Bren bends down and peers under the train. I notice his hands are shaking. The left is smeared with blood, but I don’t see a wound. “There’s a second track over there,” he notes. “Maybe this train has to let another pass. The line may eventually become a single track.” He looks at me and then back under the car. “The tracks are humming.” A dark, eerie honk resounds through the night, and in the distance, the rhythmic clatter of train wheels approaches. “You see, our train only stopped to let another one by. It’ll continue in a bit.”
Hand in hand, we run to the car Grey was riding on and climb onto the gap between the car and the container. Grey follows us, and a few minutes later, the train starts moving again.
“Do you think the police were at the station for us? If so, they’ll assume we’re traveling by train.”
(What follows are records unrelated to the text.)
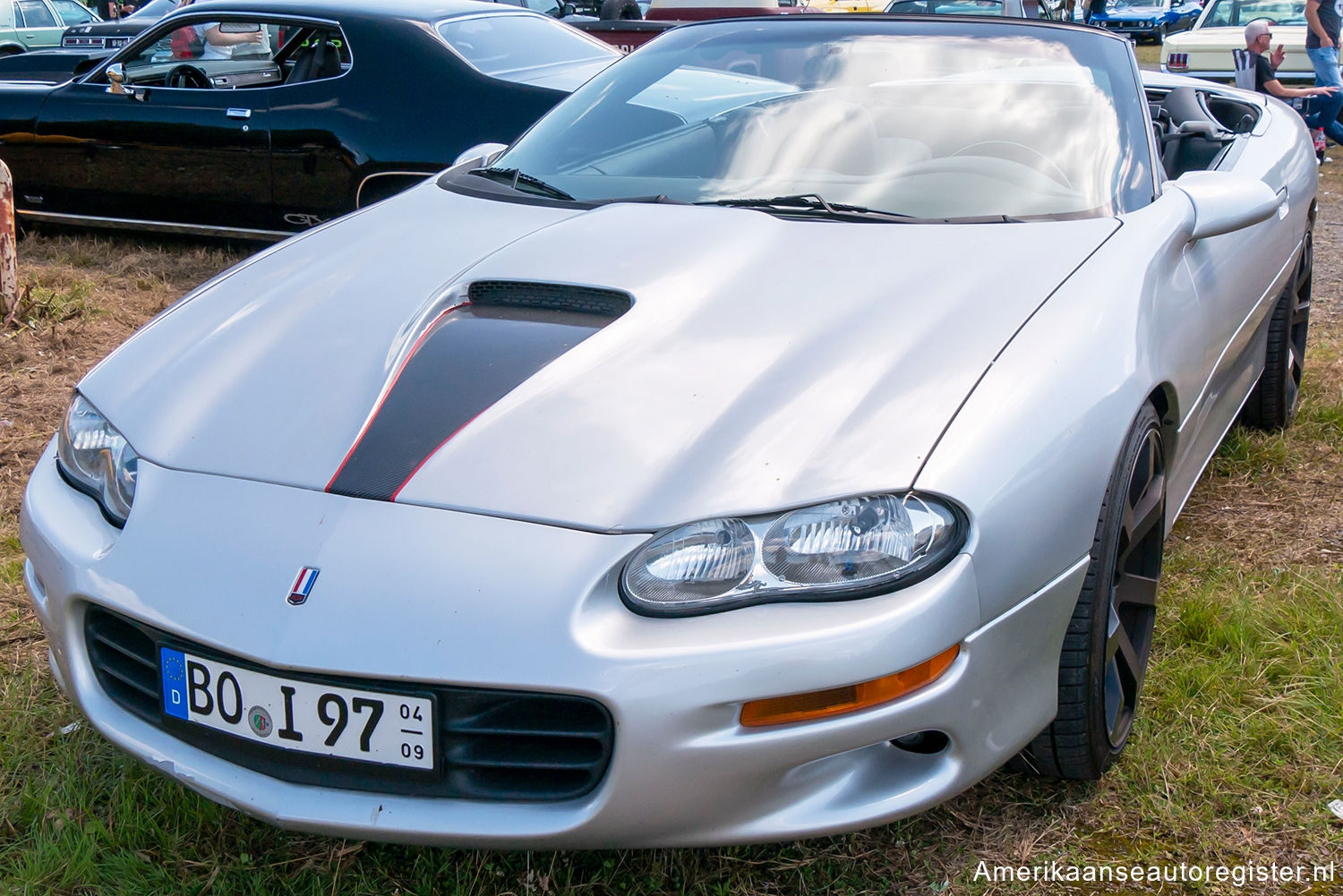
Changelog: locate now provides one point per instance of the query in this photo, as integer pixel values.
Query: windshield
(155, 10)
(947, 7)
(1237, 13)
(929, 118)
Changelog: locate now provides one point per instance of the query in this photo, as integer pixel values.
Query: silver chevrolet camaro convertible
(774, 440)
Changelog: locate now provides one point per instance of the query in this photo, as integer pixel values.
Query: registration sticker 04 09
(365, 726)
“If they were there for us, they certainly wouldn’t have let a train go by like that. Besides”—he eyes me with a strange intensity—“there are a hundred other reasons, like drug smuggling or suicide.” For a moment, he looks like he’s about to add something, but then he seems to change his mind.
“We have to take care of your wound,” I say, pointing to his bloody fingers.
He pulls his hoodie up a bit and only then do I realize his injury isn’t on his hand but laterally near his wrist. Despite the darkness, I can make out the depth of the cut, possibly made by a shard of glass.
Bren inspects the wound, frowning. “Doesn’t seem to have anything in it.”
“That needs stitches,” I say worriedly. The cut is at least three inches long.
“Nonsense, it’s nothing.” He forces a smile onto his pale face.
“Yeah, right, it’s nothing.” Blood oozes from the edges like seeping water, I can even see white flesh. I open the backpack and remove the sleeping bag before rummaging around for bandages or disinfectant, but I can’t find any. Bren wasn’t wrong, all the medical supplies were in my backpack. I push aside the shock for now and pull out one of Bren’s dark bandanas and a packet of tissues.
“If it bleeds, at least all the dirt will be flushed out.” Bren nods to the cloth and the tissues. “That’s what you’re using for a bandage?” He grins faintly, but I can see exhaustion in his tired eyes. He stood behind me the entire ride, keeping me awake and shielding me from the wind, cold, and death. Who knows how much blood he lost during that time.
I point my chin at his injury. “We have to stop the bleeding. I’ll make a compression bandage.”